Escuchar, práctica educativa
Uno de los problemas del estilo de vida de nuestra época es la falta de comunicación. Con este término coloquial nos referimos habitualmente a la ausencia de palabras entre personas: padres e hijos, profesores y alumnos. Los alumnos que sufrieron abusos en la escuela no se atrevieron a hablar con nadie. Los adolescentes encerrados en sus muros tecnológicos se recluyen en el mutismo. Los más pequeños, inmersos en múltiples actividades escolares y extraescolares, se dedican a hacer, mientras son llevados por los adultos a cargo de aquí para allá en un frenesí cotidiano sin espera. Los ancianos solos no tienen quién les escuche.
Para hablar hace falta escuchar, una disponibilidad existencial y singular que el mundo contemporáneo no fomenta ni apoya, que más bien no tolera en su imperativo por saltarse los límites, maximizar la sensación de competencia y voluntad de un yo fuerte que no necesite a nadie.
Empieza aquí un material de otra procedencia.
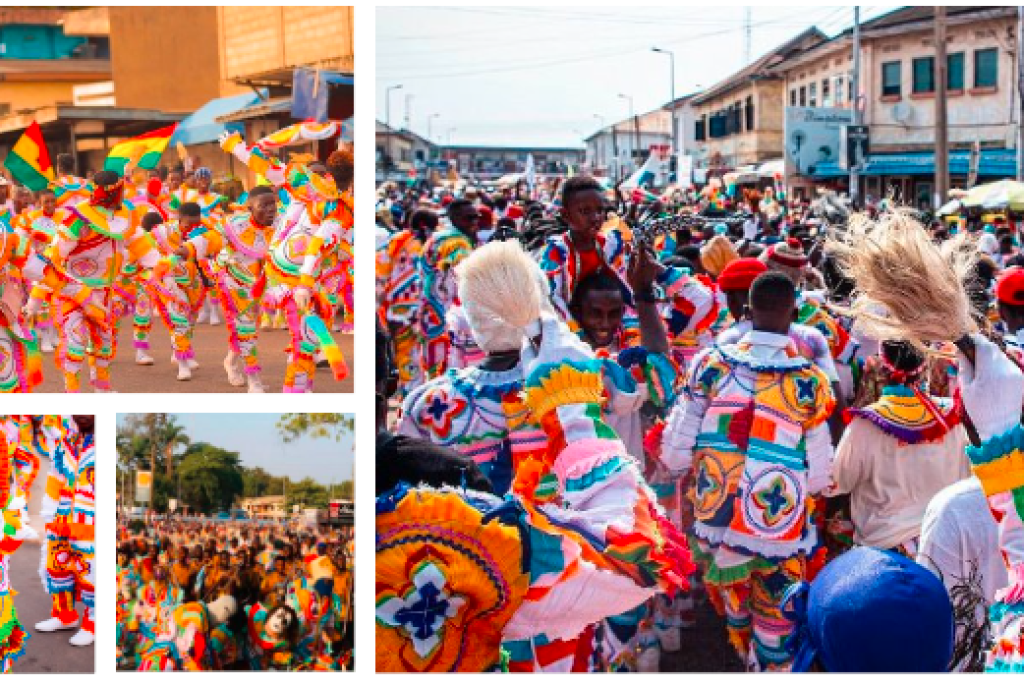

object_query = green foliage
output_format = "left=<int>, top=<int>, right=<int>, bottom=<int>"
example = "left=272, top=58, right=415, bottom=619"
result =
left=278, top=414, right=355, bottom=442
left=117, top=414, right=354, bottom=513
left=178, top=442, right=245, bottom=514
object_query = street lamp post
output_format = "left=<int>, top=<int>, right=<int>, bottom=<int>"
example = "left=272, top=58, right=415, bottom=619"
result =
left=650, top=47, right=679, bottom=182
left=618, top=93, right=640, bottom=171
left=384, top=83, right=401, bottom=180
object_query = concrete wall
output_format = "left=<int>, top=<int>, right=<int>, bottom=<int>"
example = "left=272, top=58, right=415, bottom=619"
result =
left=217, top=7, right=354, bottom=79
left=862, top=19, right=1016, bottom=152
left=783, top=43, right=853, bottom=109
left=0, top=81, right=75, bottom=114
left=693, top=80, right=784, bottom=168
left=110, top=6, right=232, bottom=112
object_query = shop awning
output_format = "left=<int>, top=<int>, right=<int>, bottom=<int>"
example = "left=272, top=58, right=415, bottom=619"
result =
left=170, top=91, right=265, bottom=147
left=811, top=149, right=1017, bottom=179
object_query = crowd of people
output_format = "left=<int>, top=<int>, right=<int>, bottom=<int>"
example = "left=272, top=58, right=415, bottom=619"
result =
left=0, top=122, right=353, bottom=392
left=0, top=415, right=96, bottom=673
left=376, top=176, right=1024, bottom=672
left=117, top=517, right=354, bottom=671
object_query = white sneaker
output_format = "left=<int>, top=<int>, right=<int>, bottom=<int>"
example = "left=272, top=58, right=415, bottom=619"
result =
left=68, top=630, right=96, bottom=646
left=178, top=361, right=191, bottom=381
left=637, top=644, right=662, bottom=672
left=224, top=351, right=246, bottom=387
left=36, top=617, right=79, bottom=632
left=654, top=625, right=681, bottom=653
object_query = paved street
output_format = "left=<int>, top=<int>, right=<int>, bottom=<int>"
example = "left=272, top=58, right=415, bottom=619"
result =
left=36, top=320, right=355, bottom=393
left=10, top=459, right=94, bottom=673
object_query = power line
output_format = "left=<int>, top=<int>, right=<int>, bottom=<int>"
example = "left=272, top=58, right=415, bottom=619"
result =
left=377, top=8, right=851, bottom=80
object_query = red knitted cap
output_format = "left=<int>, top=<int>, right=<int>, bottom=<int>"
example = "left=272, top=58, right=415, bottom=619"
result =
left=995, top=266, right=1024, bottom=306
left=718, top=258, right=768, bottom=292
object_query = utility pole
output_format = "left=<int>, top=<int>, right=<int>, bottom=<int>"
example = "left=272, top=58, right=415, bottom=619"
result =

Es difícil escuchar a los demás porque al darles la palabra nos debilitamos, concedemos parte de lo que somos, abrimos un margen de tiempo y un espacio dónde no ser nosotros ni nuestras cosas lo primero o lo más importante. Eso nos hace vulnerables.
Hoy día, poca gente habla con sus hijos o con sus alumnos no por falta de tiempo ni de buenas intenciones sino básicamente porque no es capaz de escuchar. Se trata más bien de hacer, de cumplir, de terminar, de negociar o de acordar. Sin embargo, ¿qué hace falta para escuchar, para dar la palabra? Hace falta no interrumpir con consignas, consejos o recomendaciones; hace falta abrir un momento de suspensión del hacer y sus juicios para dar paso al decir, en un movimiento que no suponga defenderse de lo que el otro pueda querer de nosotros. Sócrates fue acusado de atentar contra el orden de la ciudad por hablar con los jóvenes pero, sobre todo, por haberles escuchado de modo tal que pudieran reconocerse en su propio decir. Nadie sabe lo que dice hasta que otro le escucha acogiendo y dejando surgir las palabras. Sin control, sin censura, sin remordimientos, libremente.
Tal vez educar sería más humano si pudiéramos hablar un poco más pero, sobre todo, si pudiéramos escuchar como práctica educativa, sin trabas, tranquilamente, dejándonos en paz, lejos de la sombra del reproche o de la exigencia.